Two conceptions of modernity seem to be confused here. If the editor were to say that Sraffa's work were not at or near the cutting edge, then I would completely agree with the editor. On the other hand, only if the applicability of that work were without living controversy would discussion properly be restricted to history-of-thought, yet Sraffa's work is at-or-near the center of thought for academically active schools.
Mind you that something could reasonably be treated as within the scope of history-of-thought without being restricted to that scope, so I may indeed submit the paper to a journal on the history of economic thought. But, before taking that route, this evening I submitted the paper to a different journal of economic theory. Yes, I do expect another rejection, and probably another desk-rejection. Still, I gambled on a hope of acceptance.

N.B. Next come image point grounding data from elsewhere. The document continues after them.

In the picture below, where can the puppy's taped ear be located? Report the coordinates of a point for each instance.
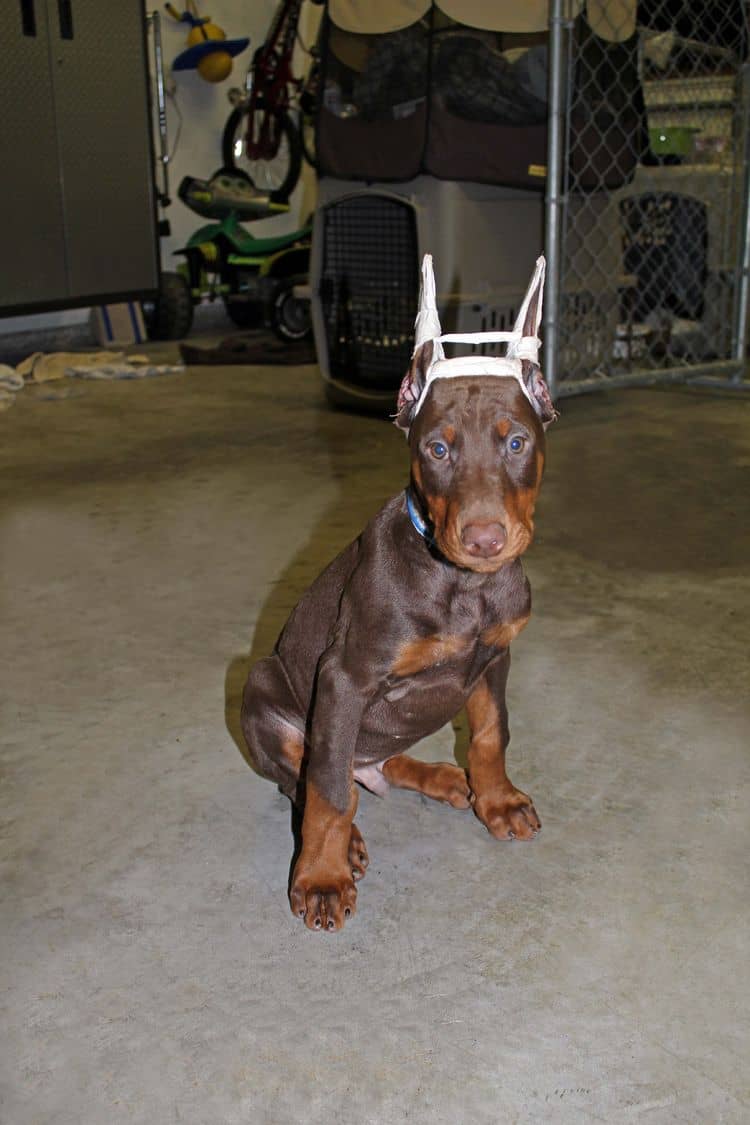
(540, 392)
(413, 385)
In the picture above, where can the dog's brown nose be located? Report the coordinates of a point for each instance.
(484, 540)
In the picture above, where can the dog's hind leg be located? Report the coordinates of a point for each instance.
(276, 744)
(272, 729)
(442, 781)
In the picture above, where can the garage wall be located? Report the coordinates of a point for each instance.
(204, 108)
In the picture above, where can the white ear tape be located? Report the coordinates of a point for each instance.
(427, 322)
(520, 347)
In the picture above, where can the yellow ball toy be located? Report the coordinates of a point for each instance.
(213, 63)
(216, 66)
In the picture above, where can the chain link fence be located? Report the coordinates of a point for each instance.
(648, 192)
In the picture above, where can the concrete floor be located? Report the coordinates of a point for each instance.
(154, 534)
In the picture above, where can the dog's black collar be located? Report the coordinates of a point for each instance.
(417, 522)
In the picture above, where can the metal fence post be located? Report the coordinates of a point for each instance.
(553, 198)
(743, 286)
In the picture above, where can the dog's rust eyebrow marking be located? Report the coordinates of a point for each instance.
(500, 635)
(417, 655)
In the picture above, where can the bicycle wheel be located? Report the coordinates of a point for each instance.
(277, 176)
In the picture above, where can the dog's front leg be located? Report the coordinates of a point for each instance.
(323, 890)
(506, 812)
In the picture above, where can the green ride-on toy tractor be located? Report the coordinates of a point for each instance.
(260, 280)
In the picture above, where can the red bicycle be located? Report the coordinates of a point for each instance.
(261, 137)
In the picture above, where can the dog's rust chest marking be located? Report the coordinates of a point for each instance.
(500, 635)
(415, 656)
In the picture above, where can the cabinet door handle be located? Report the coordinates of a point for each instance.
(65, 14)
(28, 18)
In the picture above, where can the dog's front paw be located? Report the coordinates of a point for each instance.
(324, 898)
(508, 815)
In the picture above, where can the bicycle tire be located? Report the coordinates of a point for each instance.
(278, 177)
(169, 314)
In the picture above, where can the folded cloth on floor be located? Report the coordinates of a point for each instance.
(10, 380)
(41, 367)
(256, 349)
(124, 370)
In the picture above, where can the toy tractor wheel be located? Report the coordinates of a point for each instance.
(290, 315)
(169, 315)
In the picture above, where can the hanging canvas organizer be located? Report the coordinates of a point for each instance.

If-and-when I submit to a journal of history of economic thought, I face some threat of my paper being rejected as too mathematic for the readership. (One reason that I have not submitted the paper to The Cambridge Journal of Economics is that their guidelines for authors suggest that they would reject the paper with the excuse that the exposition relies too heavily upon mathematics.)
Before receiving the rejection, I had effected some minor revisions to the paper. I corrected a typographic error, replaced adjectival -ical
with -ic
wherever the latter would do, and removed most of my expletive uses of it
and of there
.
Although expletive uses are grammatic and I've not seen them condemned in any book of style, after I first completed a draft of that paper I became uncomfortable with those uses. That discomfort is part of a prior trend of my becoming uncomfortable with expressions that facilitate conceptual illusions. Saying or writing it is X
suggests that something is X; sometimes something is X, as when we say it is sad that you couldn't come
, in which case the something is that you couldn't come. Even then, it is a forward reference, and forward references are generally very bad things. But sometimes the it
is just a way of satisfying the grammatic need for a subject, as in it's raining
. Saying or writing there is X
or there are X
suggests that X is-or-are at a specific location, but likewise is often just a way of satisfying the grammatic need for a subject.
Usually, one can easily do without these expletive uses, but I acknowledge that sometimes they actually produce more easily understood sentences. Indeed, I left two such uses in the paper because no alternative occurred to me that did not create ambiguity.
[Up-Date (2024:01/07):Alas, I have found more expletive uses in my paper. My search string was naïve, and missed cases with modal auxiliaries. I don't know when or even if I will eliminate those further cases.]